Data warehouse is a relational database hosted on cloud or an enterprise mainframe server. A data warehouse is a collection of data related to a certain area, like a company. It is arranged to help the decision making by directly contributing to create reports and data analysis. It is considered a fundamental component of business intelligence. Data warehouse for an organization is a file. Normally only the transactional and operational information are saved. But data warehouse stores data in a database designed to favor the analysis and efficient dissemination of data. Data stores may contain large amounts of information. That is why they may be subdivided into smaller logical units depending on the subsystem when such is necessary.
Data warehouse is not a particular type of technology. Often, data warehouses are built using the traditional database such as MySQL. However, there are newer & specific databases like Amazon RedShift, HP Vertica, Teradata optimized analyzing massive datasets.
To build a data warehouse, we need to copy the raw data from each of the data sources, cleanse, and optimize. The process of getting data into a data warehouse is called ETL: Extract, Transform, Load.
---
Extract the data : Some of the data sources could have millions of records. Copying every record during every sync will not be a good idea, instead a system required to skip copying the same unmodified data.
Transform : Data needs to be cleansed and made ready for analysis. There are steps such as denormalizing which optimizes the ability of data warehouses to read data.
Load : It means loading into warehouse to make ready for analysis.
The companies move, products change, and some attributes of an item are static. Slowly changing dimensions acknowledge this by adding the idea of effective dates.
In a data warehouse, what is wanted is to contain data that is necessary or useful for an organization, that is, that it is used as a data repository to later transform it into useful information for the user.
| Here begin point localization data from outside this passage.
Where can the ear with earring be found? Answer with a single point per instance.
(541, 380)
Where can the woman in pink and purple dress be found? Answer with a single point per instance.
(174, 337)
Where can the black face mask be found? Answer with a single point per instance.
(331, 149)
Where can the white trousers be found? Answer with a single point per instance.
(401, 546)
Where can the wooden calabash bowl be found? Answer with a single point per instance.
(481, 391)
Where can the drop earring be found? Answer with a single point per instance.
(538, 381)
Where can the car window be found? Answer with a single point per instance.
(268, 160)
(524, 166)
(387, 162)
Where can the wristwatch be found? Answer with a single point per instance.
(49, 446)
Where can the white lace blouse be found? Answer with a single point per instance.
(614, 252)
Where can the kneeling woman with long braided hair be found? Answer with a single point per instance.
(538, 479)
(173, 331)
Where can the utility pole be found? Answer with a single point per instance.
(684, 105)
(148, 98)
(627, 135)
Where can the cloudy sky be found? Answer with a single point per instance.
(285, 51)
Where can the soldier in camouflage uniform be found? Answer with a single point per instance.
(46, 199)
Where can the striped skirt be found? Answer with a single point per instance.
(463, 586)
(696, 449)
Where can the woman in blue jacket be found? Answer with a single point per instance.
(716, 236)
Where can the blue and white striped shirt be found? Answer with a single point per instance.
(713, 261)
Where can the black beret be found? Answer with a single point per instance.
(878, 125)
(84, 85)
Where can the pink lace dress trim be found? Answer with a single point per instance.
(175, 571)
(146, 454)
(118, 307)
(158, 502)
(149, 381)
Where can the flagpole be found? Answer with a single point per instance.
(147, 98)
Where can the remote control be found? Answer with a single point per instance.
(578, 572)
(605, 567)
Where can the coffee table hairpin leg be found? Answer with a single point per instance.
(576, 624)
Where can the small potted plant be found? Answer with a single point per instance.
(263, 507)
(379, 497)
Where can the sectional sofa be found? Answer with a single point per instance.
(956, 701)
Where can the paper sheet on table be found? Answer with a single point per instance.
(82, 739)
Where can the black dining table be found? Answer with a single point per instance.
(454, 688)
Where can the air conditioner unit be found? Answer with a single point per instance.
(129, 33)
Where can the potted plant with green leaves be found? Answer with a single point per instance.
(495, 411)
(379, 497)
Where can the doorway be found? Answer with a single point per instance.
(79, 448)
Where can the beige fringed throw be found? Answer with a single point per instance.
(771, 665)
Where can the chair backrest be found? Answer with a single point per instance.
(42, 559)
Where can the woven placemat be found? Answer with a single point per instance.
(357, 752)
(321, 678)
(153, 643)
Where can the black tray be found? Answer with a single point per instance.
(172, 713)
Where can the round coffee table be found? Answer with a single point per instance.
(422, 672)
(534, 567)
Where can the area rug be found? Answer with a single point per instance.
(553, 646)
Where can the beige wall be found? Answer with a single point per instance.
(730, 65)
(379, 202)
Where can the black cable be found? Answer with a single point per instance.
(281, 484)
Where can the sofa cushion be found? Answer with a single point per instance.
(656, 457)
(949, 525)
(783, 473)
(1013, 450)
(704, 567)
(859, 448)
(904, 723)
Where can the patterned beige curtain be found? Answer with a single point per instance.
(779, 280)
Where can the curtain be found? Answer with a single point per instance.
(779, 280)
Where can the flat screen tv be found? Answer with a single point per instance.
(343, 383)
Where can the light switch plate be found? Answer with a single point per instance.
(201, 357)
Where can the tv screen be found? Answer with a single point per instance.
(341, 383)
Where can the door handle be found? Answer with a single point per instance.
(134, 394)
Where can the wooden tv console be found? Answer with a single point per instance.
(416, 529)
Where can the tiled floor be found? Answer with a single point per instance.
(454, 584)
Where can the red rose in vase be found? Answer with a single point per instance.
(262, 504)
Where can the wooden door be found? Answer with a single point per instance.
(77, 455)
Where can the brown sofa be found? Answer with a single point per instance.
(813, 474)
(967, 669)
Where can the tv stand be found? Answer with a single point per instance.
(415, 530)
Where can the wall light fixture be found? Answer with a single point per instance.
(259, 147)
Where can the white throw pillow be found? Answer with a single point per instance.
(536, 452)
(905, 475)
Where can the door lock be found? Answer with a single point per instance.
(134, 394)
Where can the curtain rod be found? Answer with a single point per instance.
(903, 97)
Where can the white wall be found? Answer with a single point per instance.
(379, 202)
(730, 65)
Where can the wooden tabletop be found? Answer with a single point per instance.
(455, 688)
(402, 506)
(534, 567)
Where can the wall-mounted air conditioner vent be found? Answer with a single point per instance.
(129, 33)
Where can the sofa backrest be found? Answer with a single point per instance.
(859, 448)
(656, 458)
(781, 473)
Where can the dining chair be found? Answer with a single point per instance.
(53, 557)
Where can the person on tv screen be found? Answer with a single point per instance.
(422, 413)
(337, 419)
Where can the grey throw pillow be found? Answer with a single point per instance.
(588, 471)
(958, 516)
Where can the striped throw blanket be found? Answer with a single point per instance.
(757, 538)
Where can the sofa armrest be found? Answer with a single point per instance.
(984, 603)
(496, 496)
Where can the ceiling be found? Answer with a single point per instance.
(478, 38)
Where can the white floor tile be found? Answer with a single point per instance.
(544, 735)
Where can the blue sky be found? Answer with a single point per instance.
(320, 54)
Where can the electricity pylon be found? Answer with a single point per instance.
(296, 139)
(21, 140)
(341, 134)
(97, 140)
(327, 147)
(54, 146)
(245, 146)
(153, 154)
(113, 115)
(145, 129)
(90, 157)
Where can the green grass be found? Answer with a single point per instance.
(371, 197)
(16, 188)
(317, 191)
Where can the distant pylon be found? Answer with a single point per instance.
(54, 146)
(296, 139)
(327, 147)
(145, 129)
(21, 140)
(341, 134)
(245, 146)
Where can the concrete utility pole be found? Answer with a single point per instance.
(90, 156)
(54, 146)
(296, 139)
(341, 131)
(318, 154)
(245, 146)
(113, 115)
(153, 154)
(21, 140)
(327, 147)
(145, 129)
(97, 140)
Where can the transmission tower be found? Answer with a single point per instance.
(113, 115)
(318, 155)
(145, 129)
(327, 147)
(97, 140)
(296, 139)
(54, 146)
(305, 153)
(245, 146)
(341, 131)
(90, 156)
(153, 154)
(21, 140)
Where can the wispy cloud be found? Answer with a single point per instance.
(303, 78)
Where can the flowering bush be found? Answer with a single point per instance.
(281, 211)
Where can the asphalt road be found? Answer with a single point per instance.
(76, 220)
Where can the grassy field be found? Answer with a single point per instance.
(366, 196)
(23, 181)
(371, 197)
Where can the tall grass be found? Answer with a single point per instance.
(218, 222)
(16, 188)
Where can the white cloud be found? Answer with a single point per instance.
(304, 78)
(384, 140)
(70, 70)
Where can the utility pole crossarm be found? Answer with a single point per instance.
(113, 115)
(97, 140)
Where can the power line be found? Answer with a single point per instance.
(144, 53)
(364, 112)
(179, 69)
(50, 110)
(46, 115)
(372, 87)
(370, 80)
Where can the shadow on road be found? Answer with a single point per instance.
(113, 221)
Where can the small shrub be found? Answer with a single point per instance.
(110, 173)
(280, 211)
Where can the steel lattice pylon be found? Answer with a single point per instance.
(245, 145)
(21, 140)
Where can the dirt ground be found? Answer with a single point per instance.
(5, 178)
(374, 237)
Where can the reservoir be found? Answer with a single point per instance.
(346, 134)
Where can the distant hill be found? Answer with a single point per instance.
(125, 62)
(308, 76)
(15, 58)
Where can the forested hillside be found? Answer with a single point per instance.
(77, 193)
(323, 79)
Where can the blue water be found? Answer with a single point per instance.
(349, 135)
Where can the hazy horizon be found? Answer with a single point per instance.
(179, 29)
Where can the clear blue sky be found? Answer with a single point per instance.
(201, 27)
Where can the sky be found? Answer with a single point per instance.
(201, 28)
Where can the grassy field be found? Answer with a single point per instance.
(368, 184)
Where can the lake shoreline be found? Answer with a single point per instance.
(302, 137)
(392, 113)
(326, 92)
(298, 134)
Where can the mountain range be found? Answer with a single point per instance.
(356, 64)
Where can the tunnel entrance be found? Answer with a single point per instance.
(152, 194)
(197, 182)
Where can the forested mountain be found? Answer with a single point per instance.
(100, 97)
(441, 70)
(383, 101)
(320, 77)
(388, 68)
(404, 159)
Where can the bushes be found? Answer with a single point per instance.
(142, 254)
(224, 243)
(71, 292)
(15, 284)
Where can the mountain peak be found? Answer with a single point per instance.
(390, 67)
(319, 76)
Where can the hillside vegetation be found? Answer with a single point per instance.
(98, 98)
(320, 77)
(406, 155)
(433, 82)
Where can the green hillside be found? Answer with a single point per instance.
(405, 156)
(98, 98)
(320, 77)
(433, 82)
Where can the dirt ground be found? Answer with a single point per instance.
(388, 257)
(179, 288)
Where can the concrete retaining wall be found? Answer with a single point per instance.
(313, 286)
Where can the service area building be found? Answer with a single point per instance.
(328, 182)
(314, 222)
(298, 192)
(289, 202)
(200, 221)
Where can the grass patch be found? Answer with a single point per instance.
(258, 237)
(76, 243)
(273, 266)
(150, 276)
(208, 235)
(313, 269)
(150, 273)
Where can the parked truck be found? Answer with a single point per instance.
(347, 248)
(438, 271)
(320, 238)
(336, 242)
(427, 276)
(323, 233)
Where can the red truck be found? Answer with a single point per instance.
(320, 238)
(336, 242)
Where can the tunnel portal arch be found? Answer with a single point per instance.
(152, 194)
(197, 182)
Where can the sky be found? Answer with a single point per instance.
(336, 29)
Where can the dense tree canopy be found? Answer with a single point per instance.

A data warehouse must deliver the correct information to the indicated people at the optimum time and in the appropriate format. The data warehouse responds to the needs of expert users, using Decision Support Systems, Executive Information Systems or tools to make inquiries or reports. End users can easily make inquiries about their data stores without touching or affecting the operation of the system.
The Data Marts are subsets of data from a data warehouse for specific areas.